During the unravelling of the 1989 Revolutions in Eastern Europe, a group of 300 young Mongolian intellectuals gathered and held the first open pro-democracy demonstrations in front of the Youth Cultural Center in Ulaanbaatar on 10 December. It announced the foundation of the Mongolian Democratic Union, the first opposition political force to challenge the country's socialist one-party system, which had ruled since the 1921 People's Revolution.

At the same meeting, the newly formed MDU presented 13 demands to the communist regime, which included ceding political power, allowing a democratic multi-party system of government, granting citizens civil rights, and enforcing freedom of the press. This demonstration is widely seen as the start of the 1990 Democratic Revolution. Sanjaasürengiin Zorig became the MDU's founding chairperson and a key figure during the revolution.
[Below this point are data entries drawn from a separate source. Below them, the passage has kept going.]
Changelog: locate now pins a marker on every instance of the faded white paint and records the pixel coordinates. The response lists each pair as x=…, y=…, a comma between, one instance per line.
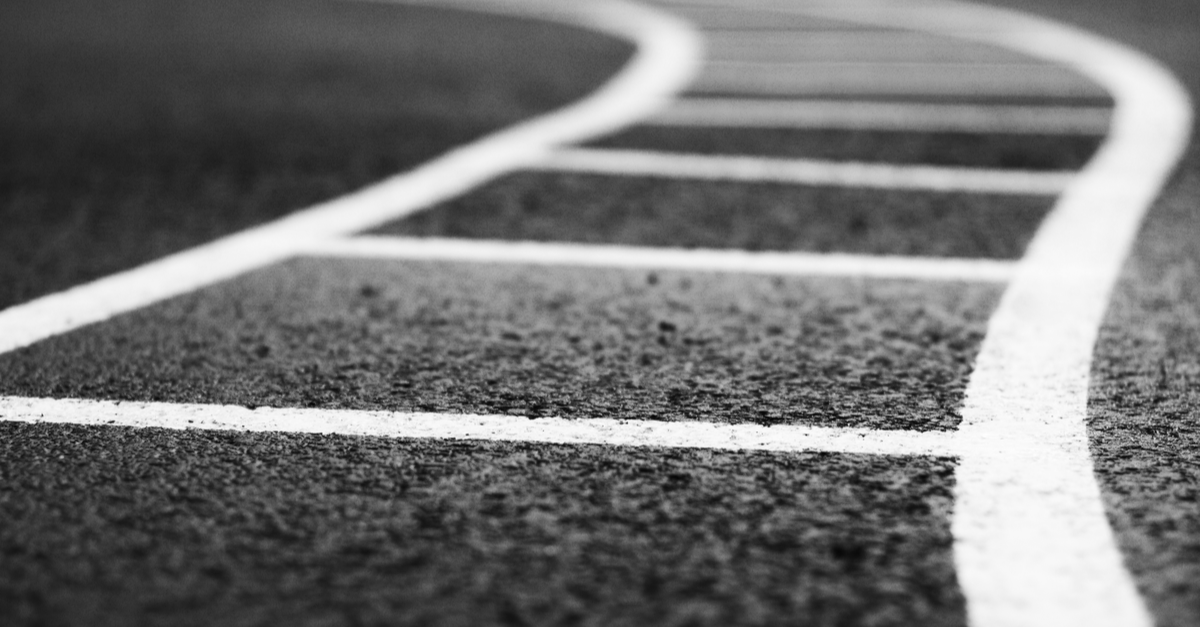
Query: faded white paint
x=666, y=57
x=803, y=172
x=864, y=115
x=475, y=427
x=695, y=260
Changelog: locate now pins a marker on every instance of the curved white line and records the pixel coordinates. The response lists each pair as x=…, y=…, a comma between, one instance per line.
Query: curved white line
x=666, y=58
x=1032, y=542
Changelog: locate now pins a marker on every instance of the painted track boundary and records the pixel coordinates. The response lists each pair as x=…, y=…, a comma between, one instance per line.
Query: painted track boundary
x=697, y=260
x=784, y=439
x=865, y=115
x=803, y=172
x=665, y=59
x=1032, y=542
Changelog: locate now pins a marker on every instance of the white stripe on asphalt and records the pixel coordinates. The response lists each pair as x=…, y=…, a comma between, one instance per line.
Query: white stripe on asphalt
x=666, y=57
x=1032, y=542
x=721, y=261
x=894, y=79
x=803, y=172
x=859, y=115
x=473, y=427
x=851, y=46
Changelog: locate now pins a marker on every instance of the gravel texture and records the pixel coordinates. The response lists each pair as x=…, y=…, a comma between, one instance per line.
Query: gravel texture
x=537, y=341
x=651, y=212
x=103, y=526
x=1002, y=151
x=135, y=129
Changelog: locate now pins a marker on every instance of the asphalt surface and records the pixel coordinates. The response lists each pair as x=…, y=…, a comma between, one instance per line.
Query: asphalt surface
x=115, y=527
x=993, y=150
x=135, y=129
x=537, y=341
x=1144, y=413
x=653, y=212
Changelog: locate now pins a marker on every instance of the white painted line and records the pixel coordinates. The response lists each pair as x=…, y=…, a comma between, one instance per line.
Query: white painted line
x=690, y=260
x=1032, y=542
x=852, y=46
x=894, y=79
x=803, y=172
x=613, y=433
x=666, y=58
x=858, y=115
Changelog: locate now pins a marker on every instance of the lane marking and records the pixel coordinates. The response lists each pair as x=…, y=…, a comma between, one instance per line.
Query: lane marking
x=1032, y=542
x=693, y=260
x=894, y=79
x=858, y=115
x=474, y=427
x=803, y=172
x=852, y=46
x=666, y=58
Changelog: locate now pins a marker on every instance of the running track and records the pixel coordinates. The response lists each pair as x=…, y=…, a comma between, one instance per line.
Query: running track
x=1032, y=543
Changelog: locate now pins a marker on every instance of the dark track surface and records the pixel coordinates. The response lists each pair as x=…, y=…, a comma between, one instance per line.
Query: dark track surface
x=537, y=341
x=1144, y=411
x=115, y=527
x=651, y=212
x=994, y=150
x=133, y=129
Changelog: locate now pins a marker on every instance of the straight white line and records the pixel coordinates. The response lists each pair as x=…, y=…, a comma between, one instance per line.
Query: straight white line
x=894, y=79
x=1032, y=542
x=691, y=260
x=613, y=433
x=803, y=172
x=852, y=46
x=858, y=115
x=666, y=58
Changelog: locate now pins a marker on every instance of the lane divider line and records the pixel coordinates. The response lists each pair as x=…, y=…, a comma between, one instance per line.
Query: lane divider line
x=803, y=172
x=719, y=436
x=665, y=60
x=865, y=115
x=1032, y=543
x=882, y=46
x=894, y=79
x=643, y=257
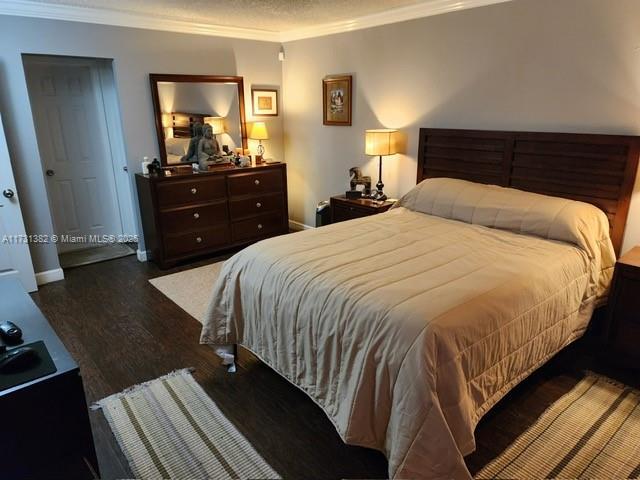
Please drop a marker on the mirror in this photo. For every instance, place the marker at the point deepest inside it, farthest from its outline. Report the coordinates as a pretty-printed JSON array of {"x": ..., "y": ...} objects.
[{"x": 199, "y": 118}]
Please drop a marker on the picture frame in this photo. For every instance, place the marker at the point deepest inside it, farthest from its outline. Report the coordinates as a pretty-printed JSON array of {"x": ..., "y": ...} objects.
[
  {"x": 336, "y": 100},
  {"x": 264, "y": 102}
]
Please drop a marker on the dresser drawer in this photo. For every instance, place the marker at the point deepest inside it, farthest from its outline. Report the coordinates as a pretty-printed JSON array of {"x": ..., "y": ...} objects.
[
  {"x": 256, "y": 227},
  {"x": 256, "y": 205},
  {"x": 255, "y": 183},
  {"x": 192, "y": 242},
  {"x": 184, "y": 219},
  {"x": 195, "y": 190}
]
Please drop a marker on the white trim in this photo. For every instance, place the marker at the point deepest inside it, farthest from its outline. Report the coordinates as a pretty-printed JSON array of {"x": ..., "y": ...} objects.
[
  {"x": 26, "y": 8},
  {"x": 425, "y": 9},
  {"x": 142, "y": 255},
  {"x": 297, "y": 226},
  {"x": 49, "y": 276}
]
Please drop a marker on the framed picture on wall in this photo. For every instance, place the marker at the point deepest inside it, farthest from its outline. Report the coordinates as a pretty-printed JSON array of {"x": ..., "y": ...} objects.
[
  {"x": 264, "y": 101},
  {"x": 336, "y": 96}
]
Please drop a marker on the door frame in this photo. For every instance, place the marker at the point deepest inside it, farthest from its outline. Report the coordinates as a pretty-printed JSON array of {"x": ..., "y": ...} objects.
[
  {"x": 107, "y": 99},
  {"x": 18, "y": 246}
]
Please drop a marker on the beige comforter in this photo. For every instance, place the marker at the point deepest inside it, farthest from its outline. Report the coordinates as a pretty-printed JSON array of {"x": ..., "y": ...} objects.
[{"x": 406, "y": 327}]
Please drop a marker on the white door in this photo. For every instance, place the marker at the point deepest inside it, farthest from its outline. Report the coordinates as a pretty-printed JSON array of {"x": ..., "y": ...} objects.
[
  {"x": 15, "y": 258},
  {"x": 69, "y": 116}
]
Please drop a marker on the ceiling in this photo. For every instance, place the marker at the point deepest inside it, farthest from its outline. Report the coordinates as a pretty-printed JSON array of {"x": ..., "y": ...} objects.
[
  {"x": 270, "y": 15},
  {"x": 267, "y": 20}
]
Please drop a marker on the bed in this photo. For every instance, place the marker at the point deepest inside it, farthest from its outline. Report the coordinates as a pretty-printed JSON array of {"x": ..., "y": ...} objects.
[{"x": 408, "y": 326}]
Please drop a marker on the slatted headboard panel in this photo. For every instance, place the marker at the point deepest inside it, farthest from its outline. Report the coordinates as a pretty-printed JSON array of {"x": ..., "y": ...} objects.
[{"x": 598, "y": 169}]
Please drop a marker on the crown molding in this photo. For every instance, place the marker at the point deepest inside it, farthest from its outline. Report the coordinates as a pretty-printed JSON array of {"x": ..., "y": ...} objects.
[
  {"x": 425, "y": 9},
  {"x": 24, "y": 8}
]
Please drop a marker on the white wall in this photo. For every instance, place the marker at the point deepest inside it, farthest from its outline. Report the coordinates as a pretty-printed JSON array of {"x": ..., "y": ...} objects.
[
  {"x": 136, "y": 53},
  {"x": 540, "y": 65}
]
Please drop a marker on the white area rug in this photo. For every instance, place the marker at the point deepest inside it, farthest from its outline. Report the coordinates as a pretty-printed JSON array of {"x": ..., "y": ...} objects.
[
  {"x": 170, "y": 428},
  {"x": 190, "y": 289}
]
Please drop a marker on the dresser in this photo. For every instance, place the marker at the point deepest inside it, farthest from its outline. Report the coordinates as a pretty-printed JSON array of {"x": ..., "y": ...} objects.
[
  {"x": 193, "y": 214},
  {"x": 45, "y": 430}
]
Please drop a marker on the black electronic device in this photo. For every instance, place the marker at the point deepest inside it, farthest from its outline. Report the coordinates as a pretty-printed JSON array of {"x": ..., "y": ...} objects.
[{"x": 10, "y": 332}]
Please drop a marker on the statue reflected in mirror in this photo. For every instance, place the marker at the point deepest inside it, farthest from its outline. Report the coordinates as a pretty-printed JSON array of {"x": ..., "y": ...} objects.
[
  {"x": 192, "y": 150},
  {"x": 208, "y": 148}
]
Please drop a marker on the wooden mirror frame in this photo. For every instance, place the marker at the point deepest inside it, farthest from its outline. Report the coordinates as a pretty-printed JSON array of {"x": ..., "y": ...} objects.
[{"x": 154, "y": 78}]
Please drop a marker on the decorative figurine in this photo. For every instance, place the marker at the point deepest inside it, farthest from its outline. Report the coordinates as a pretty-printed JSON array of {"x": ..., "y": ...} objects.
[{"x": 356, "y": 178}]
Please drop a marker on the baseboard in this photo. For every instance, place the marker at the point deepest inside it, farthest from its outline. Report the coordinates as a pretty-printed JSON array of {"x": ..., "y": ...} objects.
[
  {"x": 49, "y": 276},
  {"x": 297, "y": 226},
  {"x": 142, "y": 255}
]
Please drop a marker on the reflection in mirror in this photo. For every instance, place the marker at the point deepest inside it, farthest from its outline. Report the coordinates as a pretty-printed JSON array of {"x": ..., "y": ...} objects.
[{"x": 201, "y": 121}]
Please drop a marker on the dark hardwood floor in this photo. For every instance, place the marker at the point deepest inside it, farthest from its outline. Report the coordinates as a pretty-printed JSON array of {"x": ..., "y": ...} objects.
[{"x": 123, "y": 331}]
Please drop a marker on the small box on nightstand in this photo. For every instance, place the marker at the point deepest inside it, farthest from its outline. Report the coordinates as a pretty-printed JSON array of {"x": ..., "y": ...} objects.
[{"x": 343, "y": 208}]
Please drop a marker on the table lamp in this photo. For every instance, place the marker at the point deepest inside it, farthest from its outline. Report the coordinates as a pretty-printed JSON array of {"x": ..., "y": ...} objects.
[
  {"x": 259, "y": 132},
  {"x": 380, "y": 142}
]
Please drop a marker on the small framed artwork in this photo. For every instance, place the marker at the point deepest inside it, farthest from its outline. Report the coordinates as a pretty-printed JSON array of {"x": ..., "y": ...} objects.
[
  {"x": 336, "y": 95},
  {"x": 265, "y": 102}
]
On 18 February 1990, the MDU convened its first conference and announced the establishment of the Mongolian Democratic Party (MDP), the first opposition political party advocating political and economic reform. The resignation of the Politburo in March paved the way to Mongolia's first free and fair election on 22 July 1990, in which the MDP won 16 seats in the People's Great Khural and 13 seats in the newly established lower chamber, State Little Khural. The MDP would merge into the Mongolian National Democratic Party in 1992 and later the Democratic Party in 2000.

The MDU was awarded Hero of Mongolia by President Khaltmaagiin Battulga on 24 June 2021.